Egypt is expanding its solar and wind power generation rapidly. Part of the government’s plans to diversify the energy mix by rapidly expanding the country’s renewable energy capacity, Egypt has set targets to increase its renewable energy capacity to 20 per cent by 2022 and to 42 per cent by 2035.
Daily sunshine levels range between 9 and 11 hours per day, while median wind speeds reach 8-10 meters per second on the Red Sea coast, and 6-8 meters per second on both the south-west banks of the Nile and southern part of the Western Desert.
Solar and wind are expected to take the place of hydro as the drivers of the country’s renewables mix. Hydro is the country’s most mature form of renewable energy and made up around half of national power in the 1960s and 1970s. While it is still the largest form of renewable energy in the power mix, with an installed capacity of 2800 MW, it is expected to be eclipsed by solar and wind by FY 2021/22.

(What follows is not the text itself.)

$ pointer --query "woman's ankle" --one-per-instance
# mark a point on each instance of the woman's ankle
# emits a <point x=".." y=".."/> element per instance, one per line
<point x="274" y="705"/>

Egypt’s minister of electricity and renewable energy, announced in mid-October that the country will inaugurate the 1.4-GW Benban Solar Park by November 2019. Located in the Aswan Governorate in Upper Egypt, the solar park has attracted some $2 billion in investment, with around 30 companies already establishing energy projects and commercial operations at the site.
An important aspect of Benban’s success has been the government’s commitment to purchase electricity produced at the site for the next 25 years, which has helped to incentivize foreign companies. The announcement of the official opening at Benban comes at a time when other renewable projects are being expanded.
On October 14 this year, construction officially began on the 250-MW West Bakr wind farm, located 30 km north-west of the town of Ras Ghareb on the east coast. A total of 96 turbines will be constructed at the site, which will produce enough electricity to power 350,000 homes once fully operational in 2021.